Una semana antes de ese día trágico, como lo fue el 20 de diciembre de 1989, el capitán Julián Lorenzo, un seudónimo de momento, al llegar a su residencia después de la dura faena de preparación miliar, tomó entre sus brazos a su hijo más pequeño. Los otros dos hijos, de nueve y doce años, lo rodearon –como otras veces, como muestra de cariño infantil, que es aquel que nos llena de emociones. La escena de afecto familiar se había repetido muchas veces. La faena militar, en los últimos meses, le había impedido estar con ellos, como lo haría un padre ajeno a la disciplina de los cuerpos castrenses. El retiro de casa era, ahora, frecuente debido al recrudecimiento del conflicto con la mayor potencia del mundo. La invasión de Estados Unidos era lo más probable.
Esa noche, del 14 de diciembre, estuvo sentado por largo rato, contemplando a sus pequeños, sin decir palabras. Su compañera, consciente de la gravedad del momento, se unió al grupo y, sin que se diera cuenta Julián, estaba llorando. Luego, ocultando su desaliento, ordenó a los niños ir a la cama. Ellos refunfuñaron; aunque se marcharon, uno tras otro, no sin antes de un beso como era costumbre, salvo que ahora, sin saberlo, sería el último. El más pequeño, en su retirada, miró fijamente a su padre con ojos tiernos de despedida; alzó también su manito en forma de saludo como si le dijera: “adiós papá, regresa pronto para estar contigo”. Pero ese regreso no llegaría jamás por las balas invasoras que sembraron el dolor.
Esa noche fue distinta a tantas otras. El ambiente denotaba tristeza, una rara sensación. Aún así, tenía que cumplir con la tarea con sus compañeros de armas. Había que seguir reglas ante la posibilidad, no deseada, pero que se veía venir, de un enfrentamiento armado con la mayor potencia militar del mundo. Era el temor de un padre, ante el futuro incierto de su familia.

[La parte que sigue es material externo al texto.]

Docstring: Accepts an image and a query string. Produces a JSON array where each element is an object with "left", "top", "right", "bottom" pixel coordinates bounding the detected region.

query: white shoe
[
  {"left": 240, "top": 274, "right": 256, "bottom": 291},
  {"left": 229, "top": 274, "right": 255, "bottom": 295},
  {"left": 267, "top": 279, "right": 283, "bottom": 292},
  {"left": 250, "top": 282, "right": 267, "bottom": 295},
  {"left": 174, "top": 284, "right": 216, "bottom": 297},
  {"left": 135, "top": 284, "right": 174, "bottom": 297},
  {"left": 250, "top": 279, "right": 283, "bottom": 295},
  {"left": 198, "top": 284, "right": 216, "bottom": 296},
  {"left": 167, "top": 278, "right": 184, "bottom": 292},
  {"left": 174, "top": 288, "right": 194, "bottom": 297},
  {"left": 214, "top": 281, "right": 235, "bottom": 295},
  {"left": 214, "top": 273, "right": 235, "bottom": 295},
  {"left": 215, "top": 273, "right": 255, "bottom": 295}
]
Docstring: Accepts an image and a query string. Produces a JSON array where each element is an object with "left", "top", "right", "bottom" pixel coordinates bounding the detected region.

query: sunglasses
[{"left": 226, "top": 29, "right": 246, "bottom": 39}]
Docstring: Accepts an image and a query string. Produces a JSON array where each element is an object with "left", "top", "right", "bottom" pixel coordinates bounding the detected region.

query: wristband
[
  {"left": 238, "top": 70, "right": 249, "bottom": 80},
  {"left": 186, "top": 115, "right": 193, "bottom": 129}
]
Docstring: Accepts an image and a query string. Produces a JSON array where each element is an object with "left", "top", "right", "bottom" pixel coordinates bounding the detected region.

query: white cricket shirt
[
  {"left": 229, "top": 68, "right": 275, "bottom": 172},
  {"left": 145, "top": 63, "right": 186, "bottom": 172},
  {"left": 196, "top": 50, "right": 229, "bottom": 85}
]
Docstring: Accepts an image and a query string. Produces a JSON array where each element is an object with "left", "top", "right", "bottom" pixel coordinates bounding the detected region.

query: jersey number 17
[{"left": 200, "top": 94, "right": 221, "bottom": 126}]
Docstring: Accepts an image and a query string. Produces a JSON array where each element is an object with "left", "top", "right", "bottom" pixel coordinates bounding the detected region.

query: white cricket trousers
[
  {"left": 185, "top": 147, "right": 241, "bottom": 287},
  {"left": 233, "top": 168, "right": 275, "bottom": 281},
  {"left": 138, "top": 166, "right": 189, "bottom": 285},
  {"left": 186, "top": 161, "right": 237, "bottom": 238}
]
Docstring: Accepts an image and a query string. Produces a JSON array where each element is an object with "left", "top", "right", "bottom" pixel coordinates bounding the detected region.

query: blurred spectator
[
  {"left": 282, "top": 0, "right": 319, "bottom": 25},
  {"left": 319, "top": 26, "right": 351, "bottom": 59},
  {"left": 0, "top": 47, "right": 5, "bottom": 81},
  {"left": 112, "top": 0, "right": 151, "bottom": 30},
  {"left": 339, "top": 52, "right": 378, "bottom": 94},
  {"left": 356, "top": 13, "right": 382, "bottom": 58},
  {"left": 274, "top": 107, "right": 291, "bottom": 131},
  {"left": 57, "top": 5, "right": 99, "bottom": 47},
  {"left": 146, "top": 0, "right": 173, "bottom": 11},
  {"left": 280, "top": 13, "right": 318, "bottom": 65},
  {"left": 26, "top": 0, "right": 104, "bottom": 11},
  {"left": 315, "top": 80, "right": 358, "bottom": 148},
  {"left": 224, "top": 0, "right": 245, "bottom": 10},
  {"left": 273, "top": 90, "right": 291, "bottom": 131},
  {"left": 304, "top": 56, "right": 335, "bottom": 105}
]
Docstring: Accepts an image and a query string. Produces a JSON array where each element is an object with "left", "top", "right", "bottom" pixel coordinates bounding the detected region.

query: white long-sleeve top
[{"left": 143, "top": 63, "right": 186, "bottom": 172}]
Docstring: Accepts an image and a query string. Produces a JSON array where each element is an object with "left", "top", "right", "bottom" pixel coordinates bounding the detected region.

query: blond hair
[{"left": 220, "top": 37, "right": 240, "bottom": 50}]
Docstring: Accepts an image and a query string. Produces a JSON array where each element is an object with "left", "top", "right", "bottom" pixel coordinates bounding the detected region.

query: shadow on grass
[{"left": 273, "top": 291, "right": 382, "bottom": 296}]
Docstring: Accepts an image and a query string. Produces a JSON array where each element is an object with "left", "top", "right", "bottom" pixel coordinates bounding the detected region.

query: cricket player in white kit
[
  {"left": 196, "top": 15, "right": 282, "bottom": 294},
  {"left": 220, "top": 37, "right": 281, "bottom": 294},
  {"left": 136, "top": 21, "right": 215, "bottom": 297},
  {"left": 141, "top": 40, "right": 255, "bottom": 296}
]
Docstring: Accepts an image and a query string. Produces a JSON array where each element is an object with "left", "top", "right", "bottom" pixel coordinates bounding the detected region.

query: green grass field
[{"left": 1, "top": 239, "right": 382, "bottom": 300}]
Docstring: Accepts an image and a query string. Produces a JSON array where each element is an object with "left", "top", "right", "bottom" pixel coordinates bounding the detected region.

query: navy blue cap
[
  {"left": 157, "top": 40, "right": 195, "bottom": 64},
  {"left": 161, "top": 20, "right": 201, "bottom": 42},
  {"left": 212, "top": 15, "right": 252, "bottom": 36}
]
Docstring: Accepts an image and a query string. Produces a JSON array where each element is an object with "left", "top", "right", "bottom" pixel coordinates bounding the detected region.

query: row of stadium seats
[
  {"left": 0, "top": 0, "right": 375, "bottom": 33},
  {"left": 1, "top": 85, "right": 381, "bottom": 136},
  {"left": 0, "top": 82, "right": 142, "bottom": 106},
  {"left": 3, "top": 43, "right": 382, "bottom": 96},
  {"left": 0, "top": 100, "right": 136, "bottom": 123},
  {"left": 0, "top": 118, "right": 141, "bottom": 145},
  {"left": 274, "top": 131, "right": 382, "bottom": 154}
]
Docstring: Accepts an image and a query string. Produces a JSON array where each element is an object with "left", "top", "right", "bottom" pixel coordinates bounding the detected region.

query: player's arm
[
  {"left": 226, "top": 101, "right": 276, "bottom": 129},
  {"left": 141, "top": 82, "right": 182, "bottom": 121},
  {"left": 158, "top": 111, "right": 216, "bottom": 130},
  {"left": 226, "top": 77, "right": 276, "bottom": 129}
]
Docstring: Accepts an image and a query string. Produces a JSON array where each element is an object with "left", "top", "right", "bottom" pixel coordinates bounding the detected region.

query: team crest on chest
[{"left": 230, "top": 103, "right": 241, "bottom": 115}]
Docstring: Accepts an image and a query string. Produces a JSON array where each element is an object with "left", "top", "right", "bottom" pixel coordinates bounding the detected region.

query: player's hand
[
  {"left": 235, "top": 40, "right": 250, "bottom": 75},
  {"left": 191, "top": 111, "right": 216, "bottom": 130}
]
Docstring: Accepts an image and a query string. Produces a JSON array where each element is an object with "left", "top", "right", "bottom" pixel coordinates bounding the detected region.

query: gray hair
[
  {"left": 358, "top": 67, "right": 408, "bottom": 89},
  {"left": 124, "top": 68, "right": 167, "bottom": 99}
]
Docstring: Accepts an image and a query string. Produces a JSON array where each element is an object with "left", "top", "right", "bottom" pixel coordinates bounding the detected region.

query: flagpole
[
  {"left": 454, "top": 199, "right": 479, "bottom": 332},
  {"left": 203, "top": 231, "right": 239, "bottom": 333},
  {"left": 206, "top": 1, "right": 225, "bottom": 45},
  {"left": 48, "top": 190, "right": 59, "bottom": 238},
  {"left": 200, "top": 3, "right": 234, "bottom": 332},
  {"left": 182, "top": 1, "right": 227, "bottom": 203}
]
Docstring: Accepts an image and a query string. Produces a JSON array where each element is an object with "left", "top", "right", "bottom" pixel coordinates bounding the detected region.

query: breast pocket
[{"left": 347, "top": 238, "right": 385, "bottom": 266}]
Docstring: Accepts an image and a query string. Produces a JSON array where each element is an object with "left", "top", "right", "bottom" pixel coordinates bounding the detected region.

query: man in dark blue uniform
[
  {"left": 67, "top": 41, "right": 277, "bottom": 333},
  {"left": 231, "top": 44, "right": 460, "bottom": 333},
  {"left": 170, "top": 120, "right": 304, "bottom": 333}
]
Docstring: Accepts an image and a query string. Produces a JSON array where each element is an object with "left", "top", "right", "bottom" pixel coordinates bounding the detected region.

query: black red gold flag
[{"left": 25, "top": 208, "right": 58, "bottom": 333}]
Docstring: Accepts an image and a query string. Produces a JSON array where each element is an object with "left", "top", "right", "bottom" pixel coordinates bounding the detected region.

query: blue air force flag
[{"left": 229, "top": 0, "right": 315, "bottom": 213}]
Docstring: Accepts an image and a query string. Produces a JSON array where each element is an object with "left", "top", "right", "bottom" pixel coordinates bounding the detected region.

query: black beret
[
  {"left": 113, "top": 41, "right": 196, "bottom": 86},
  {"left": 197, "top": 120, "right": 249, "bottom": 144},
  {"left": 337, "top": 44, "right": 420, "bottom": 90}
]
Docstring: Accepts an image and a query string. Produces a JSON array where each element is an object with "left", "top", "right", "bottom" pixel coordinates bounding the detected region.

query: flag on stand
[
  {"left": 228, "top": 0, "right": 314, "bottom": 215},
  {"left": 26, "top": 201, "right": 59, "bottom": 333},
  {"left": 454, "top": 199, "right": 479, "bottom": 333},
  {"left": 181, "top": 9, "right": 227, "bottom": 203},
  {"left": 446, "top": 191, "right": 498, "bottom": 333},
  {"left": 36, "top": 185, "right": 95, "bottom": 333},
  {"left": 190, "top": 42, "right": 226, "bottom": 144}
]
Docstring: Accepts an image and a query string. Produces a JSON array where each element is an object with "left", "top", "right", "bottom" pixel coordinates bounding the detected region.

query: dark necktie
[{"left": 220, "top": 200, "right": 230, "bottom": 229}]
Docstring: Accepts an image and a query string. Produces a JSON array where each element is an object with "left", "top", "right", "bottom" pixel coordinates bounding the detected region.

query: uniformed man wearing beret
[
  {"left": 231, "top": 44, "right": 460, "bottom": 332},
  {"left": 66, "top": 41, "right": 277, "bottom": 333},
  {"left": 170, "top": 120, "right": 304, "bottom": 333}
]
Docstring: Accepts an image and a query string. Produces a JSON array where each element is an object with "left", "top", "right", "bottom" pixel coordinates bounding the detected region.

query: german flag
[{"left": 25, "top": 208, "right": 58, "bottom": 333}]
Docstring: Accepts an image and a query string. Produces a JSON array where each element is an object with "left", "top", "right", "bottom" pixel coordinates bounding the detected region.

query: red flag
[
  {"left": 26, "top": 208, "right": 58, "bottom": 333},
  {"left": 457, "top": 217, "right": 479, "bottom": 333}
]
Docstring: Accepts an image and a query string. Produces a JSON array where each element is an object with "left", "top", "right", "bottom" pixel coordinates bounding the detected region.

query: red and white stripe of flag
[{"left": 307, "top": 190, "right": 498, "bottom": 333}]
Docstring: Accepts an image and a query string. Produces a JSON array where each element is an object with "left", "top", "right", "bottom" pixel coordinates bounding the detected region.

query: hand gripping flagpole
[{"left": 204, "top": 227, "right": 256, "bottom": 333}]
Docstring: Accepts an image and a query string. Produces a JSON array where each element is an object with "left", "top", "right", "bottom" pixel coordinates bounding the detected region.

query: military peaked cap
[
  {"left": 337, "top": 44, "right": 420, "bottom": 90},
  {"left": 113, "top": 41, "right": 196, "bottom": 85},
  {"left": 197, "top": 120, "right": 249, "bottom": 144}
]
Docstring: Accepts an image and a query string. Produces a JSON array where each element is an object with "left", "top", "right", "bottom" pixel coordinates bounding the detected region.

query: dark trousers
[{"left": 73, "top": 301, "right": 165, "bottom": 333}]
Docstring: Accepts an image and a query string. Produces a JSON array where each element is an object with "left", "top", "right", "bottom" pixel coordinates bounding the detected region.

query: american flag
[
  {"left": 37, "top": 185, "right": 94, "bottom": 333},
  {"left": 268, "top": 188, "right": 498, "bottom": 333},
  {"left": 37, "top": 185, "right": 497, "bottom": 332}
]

El miedo se apoderaba de Julián, y de tantos otros que —aun con sus principios—, le mortificaba imaginar en orfandad a sus niños, a su esposa. El temor tenía, aquí, un profundo sentido de solidaridad humana, de conciencia plena de la vida, de sentimiento de familia que, como siempre, estará por encima de cualquier guerra. Guerras que jamás serán justas, y mucho menos sus causas.
Después de repetir “cierra bien las puertas”, “no salgan a la calle salvo para lo necesario”, “recen por mí, yo haré lo mismo”, extendió sus brazos y dio el más profundo de los abrazos de su vida matrimonial. Fue como una despedida acompañada de la cruel sensación de “no regreso”. Al llegar a la puerta, con semblante decaído, alzó la mano –como había hecho su pequeño— en señal de despedida. Y su mirada, fue tan igual de profunda, que penetró el corazón de la mujer. Fue un adiós para no volver. En los disparos y bombazos del agresor, cayeron muchos cuerpos carbonizados, descuartizados. En fosas comunes fueron enterrados muchísimos cuerpos irreconocibles. En una de ella, es posible que esté Julián Lorenzo. Él, y tantos como él. Son los que abandonaron el mundo terrenal por una supuesta “causa justa” llamada invasión. Los hijos, de todas las edades, esposas, familias enteras, son las víctimas vivientes de aquel genocidio que segó vidas humanas y sembró dolor. La víctima fue Panamá entero.